Waid’s plot whips through the paces seamlessly enough, but his dialogue sounds like a 50 year old man telling a story about some teenage kids he saw while his daughter was shopping at the mall to an appreciative audience of other 50 year old men. Staples pulls off a few funny gestures and neat facial expressions, but the figures are so stiff it looks like everyone’s clothes got a quintuple dose of starch in the washer, and the backgrounds are so anonymous and featureless they make Lucey’s trad-Archie environments look like Moebius by comparison. Letterer Jack Morelli contributes the issue’s finest moments, a few emoji-inspired word balloons and a nifty visualization of music being played both badly and well. The big cliffhanger is that next issue will almost definitely feature the introduction of Veronica, so, you know, c’mon back in 30… or whatever.

Mail Attachment2It’s pretty clear the creators give exactly as much of a shit as their audience - a nice paycheck and resume-pad on one end, a nice attempt at pretending to try something new before getting back down to the serious business of parsing Secret Wars on the other. Welcome to Riverdale, where everything is super great and nothing ever changes besides a mild, creeping shittiness -- just like comics!
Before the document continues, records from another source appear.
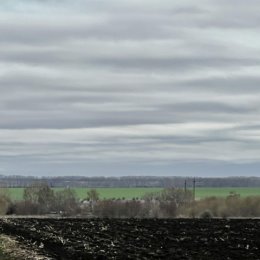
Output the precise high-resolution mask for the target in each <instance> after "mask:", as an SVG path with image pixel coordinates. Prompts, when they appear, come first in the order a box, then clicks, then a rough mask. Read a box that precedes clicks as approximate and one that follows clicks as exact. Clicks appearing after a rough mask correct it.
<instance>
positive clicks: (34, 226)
mask: <svg viewBox="0 0 260 260" xmlns="http://www.w3.org/2000/svg"><path fill="white" fill-rule="evenodd" d="M0 230H1V232H2V233H4V234H7V235H12V236H14V235H15V236H16V237H17V239H18V240H19V241H20V242H21V243H24V244H26V245H27V246H28V247H30V245H34V246H35V247H37V248H38V249H39V250H40V251H41V252H42V253H43V254H45V255H46V256H49V257H52V258H53V259H64V260H65V259H66V260H67V259H69V260H73V259H75V260H81V259H207V260H209V259H221V260H223V259H234V260H238V259H243V260H245V259H260V220H249V219H233V220H222V219H171V220H168V219H167V220H166V219H7V220H1V221H0Z"/></svg>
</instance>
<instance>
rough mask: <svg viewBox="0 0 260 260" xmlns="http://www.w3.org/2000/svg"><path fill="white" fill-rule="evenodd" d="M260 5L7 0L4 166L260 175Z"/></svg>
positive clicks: (105, 0)
mask: <svg viewBox="0 0 260 260" xmlns="http://www.w3.org/2000/svg"><path fill="white" fill-rule="evenodd" d="M198 3H199V4H198ZM259 12H260V3H259V1H258V0H251V1H250V4H249V2H248V1H244V0H229V1H224V0H201V1H199V2H196V1H191V0H182V1H173V0H109V1H108V0H103V1H101V0H95V1H93V0H84V1H83V0H82V1H81V0H74V1H66V0H60V1H55V0H45V1H43V0H41V1H40V0H39V1H36V0H26V1H22V0H2V1H1V3H0V91H1V92H0V174H23V175H116V176H118V175H189V176H193V175H196V176H197V175H200V176H230V175H247V176H249V175H250V176H251V175H260V116H259V115H260V33H259V31H260V16H259Z"/></svg>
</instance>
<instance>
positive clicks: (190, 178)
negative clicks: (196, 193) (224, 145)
mask: <svg viewBox="0 0 260 260" xmlns="http://www.w3.org/2000/svg"><path fill="white" fill-rule="evenodd" d="M193 180H194V178H193V177H178V176H173V177H159V176H158V177H154V176H145V177H142V176H125V177H81V176H66V177H42V178H37V177H25V176H3V175H2V176H0V187H26V186H29V185H31V184H32V183H35V182H47V183H48V184H49V185H50V186H51V187H88V188H101V187H111V188H113V187H122V188H124V187H163V188H165V187H172V186H173V187H178V188H181V187H184V185H185V184H184V183H185V181H186V184H187V187H192V184H193ZM195 181H196V186H198V187H260V177H227V178H202V177H196V178H195Z"/></svg>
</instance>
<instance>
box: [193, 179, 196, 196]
mask: <svg viewBox="0 0 260 260" xmlns="http://www.w3.org/2000/svg"><path fill="white" fill-rule="evenodd" d="M195 191H196V180H195V177H194V179H193V200H194V201H195Z"/></svg>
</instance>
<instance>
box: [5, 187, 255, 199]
mask: <svg viewBox="0 0 260 260" xmlns="http://www.w3.org/2000/svg"><path fill="white" fill-rule="evenodd" d="M54 190H55V191H57V190H61V188H54ZM74 190H75V192H76V195H77V197H78V198H80V199H83V198H86V197H87V191H88V190H89V189H87V188H74ZM160 190H162V189H161V188H98V189H97V191H98V192H99V194H100V197H101V198H102V199H104V198H106V199H109V198H116V199H117V198H123V197H124V198H126V199H132V198H136V197H138V198H141V197H142V196H143V195H144V194H145V193H148V192H155V191H160ZM0 191H1V192H2V193H4V194H9V195H10V197H11V199H13V200H21V199H22V198H23V188H9V189H7V188H2V189H0ZM231 191H232V192H236V193H238V194H240V195H241V196H242V197H246V196H257V195H258V196H260V188H248V187H247V188H233V187H230V188H196V198H197V199H201V198H205V197H210V196H217V197H225V196H227V195H228V194H229V193H230V192H231Z"/></svg>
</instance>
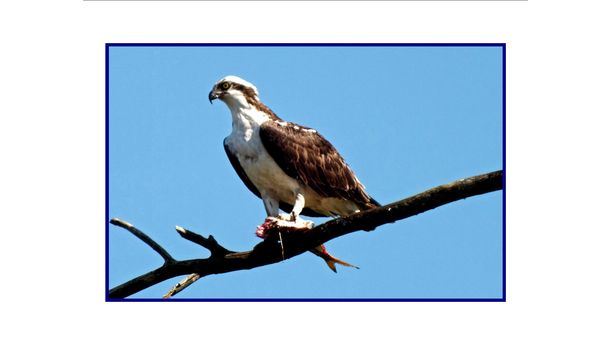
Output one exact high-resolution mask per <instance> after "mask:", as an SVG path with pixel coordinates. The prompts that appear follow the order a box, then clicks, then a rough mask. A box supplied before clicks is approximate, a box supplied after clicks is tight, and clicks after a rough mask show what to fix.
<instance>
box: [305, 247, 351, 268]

Take your time looking around, I’ll be over here selling the old-school Archies to people who are actually excited to read them… you know, before they grow out of it and don’t come back, or come back one time 30 years later to the same thing and then remember why they left in the first place, namely that this stuff is pretty stupid.

* (One of these Cosmo and Elle readers, a lovely lady in her mid-30s, informed me at the bar I so desperately needed to hit up directly after I finished drafting this review that she had actually, quite by happenstance, seen and read the new Archie. “Not as good as the old Archie… I mean, not even close,” was the verbatim review.)